The practice continues to be led from the head office in Derbyshire, with other regional hubs in Central London and Scotland. The strategic restructuring of the practice has also facilitated the opening of a new office in Central Leeds to further support an already strong regional presence. This will be managed by Regional Director, Ian Lowson.

Building on our established retail portfolio, we offer a wide range of sector specialisms which include Residential, Leisure, Education, Commercial and Industrial. Our most significant project is the Royal Wharf development in London with Ballymore Developments.
In addition to the core business of architecture, we also offer four specialist services; WCEC BIM Consult, WCEC Environmental, WCEC Visualisation and WCEC Interiors.

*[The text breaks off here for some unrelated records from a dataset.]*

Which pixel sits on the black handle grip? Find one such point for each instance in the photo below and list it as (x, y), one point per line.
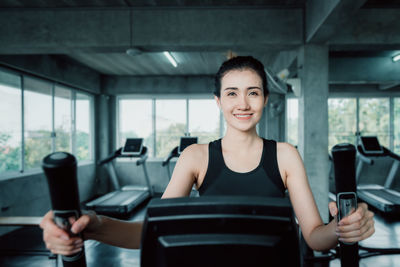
(344, 160)
(61, 173)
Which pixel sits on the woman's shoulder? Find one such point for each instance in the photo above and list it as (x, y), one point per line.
(195, 151)
(285, 149)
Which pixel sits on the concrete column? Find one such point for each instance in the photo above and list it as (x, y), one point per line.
(102, 136)
(313, 121)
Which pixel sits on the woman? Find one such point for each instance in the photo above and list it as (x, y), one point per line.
(241, 163)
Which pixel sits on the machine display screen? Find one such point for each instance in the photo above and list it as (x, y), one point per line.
(370, 144)
(133, 146)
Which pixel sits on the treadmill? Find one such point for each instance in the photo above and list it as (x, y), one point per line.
(381, 197)
(123, 200)
(176, 151)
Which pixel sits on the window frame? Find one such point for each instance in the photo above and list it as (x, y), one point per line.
(23, 172)
(153, 98)
(390, 95)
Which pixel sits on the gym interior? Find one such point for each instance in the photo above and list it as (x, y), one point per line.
(94, 78)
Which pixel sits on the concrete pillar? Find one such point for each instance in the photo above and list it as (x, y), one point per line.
(313, 120)
(102, 136)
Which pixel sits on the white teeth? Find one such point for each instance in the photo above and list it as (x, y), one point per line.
(242, 116)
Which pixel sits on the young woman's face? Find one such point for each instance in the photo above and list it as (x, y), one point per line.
(242, 99)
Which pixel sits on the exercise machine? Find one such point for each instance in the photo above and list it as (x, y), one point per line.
(123, 200)
(176, 152)
(220, 231)
(381, 197)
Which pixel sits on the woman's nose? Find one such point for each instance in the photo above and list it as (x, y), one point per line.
(243, 103)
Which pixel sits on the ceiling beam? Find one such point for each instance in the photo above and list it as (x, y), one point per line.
(56, 68)
(362, 70)
(369, 29)
(324, 18)
(54, 31)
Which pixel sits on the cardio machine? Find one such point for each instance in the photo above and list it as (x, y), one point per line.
(124, 199)
(176, 151)
(369, 152)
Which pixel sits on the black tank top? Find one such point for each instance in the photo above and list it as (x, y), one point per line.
(265, 180)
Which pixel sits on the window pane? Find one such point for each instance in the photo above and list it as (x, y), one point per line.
(396, 124)
(342, 121)
(62, 118)
(292, 114)
(38, 121)
(170, 124)
(374, 118)
(135, 120)
(204, 120)
(82, 122)
(10, 122)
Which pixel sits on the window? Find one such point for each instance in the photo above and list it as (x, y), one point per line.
(204, 120)
(83, 126)
(374, 118)
(396, 125)
(10, 122)
(292, 121)
(162, 121)
(37, 121)
(63, 119)
(47, 122)
(342, 121)
(135, 120)
(170, 124)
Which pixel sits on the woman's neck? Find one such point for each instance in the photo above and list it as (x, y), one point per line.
(238, 140)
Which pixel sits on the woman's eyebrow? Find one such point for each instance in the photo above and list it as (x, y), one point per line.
(248, 88)
(231, 88)
(253, 87)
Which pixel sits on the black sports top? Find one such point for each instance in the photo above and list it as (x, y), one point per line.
(265, 180)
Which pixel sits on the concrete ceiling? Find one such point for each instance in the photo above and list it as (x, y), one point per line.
(199, 33)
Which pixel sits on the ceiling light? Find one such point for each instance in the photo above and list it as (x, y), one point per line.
(396, 58)
(134, 51)
(171, 59)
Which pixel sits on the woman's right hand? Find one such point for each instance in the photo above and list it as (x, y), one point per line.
(58, 241)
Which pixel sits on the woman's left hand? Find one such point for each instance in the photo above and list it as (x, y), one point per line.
(357, 226)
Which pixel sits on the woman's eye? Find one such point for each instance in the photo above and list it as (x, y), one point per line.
(253, 93)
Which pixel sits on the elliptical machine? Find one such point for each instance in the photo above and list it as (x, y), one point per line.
(123, 200)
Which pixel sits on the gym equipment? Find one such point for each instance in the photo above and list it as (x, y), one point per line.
(344, 156)
(176, 151)
(122, 201)
(61, 174)
(220, 231)
(381, 197)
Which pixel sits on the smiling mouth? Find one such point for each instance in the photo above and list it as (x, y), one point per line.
(243, 116)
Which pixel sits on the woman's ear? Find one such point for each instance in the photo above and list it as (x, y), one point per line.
(217, 99)
(265, 101)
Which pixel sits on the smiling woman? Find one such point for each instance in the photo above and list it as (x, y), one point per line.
(239, 164)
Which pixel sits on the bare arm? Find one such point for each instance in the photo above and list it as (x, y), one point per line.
(117, 232)
(319, 236)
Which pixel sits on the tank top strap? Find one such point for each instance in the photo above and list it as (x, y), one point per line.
(215, 158)
(270, 163)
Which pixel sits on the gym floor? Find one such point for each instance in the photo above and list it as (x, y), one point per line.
(24, 247)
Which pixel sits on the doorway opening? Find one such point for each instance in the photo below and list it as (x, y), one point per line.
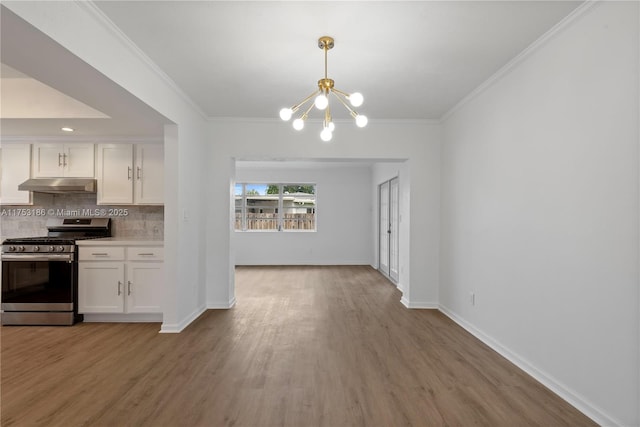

As part of the new business launch, we have also re-branded and updated our website to give a more contemporary impression of the business and showcase our latest work. Click here to see it.

WCEC Group LaunchCommenting on the restructure, managing director Alex Wall says; “Given our somewhat unprecedented recent success and growth, we have taken the decision to become incorporated, with effect from 1st July. The newly formed WCEC Group Ltd will further enable us to expand our offer to new clients, across a wide range of sectors. We have formed a new larger Group Management Board of Directors; this will comprise the former partnership of Ashley Turner, James Kemp and I, with the addition of new board directors Jason Ainsworth and Dave Savage adding further strength to the practice’s senior management team. We have also introduced a new team of Design, Technical and Regional Directors to the new structure”.

Board Director Jason Ainsworth adds; “Our historic core work streams have been favourable in an otherwise depressed marketplace. We have managed the business carefully during this time and have focussed substantial investment in diversifying our offer, maximising efficiency through our work in BIM and in ensuring our Quality Management procedures are the very best. As we look ahead we are predicting record turnover for the business”.

In terms of my personal role within the Group, I’ve been promoted to a Design Director. My role will continue to focus on Business Development; both strategic and client-facing, and I’ll be responsible for leading and overseeing new projects from concept to Planning stage.

Exciting times for a genuinely progressive and forward thinking business.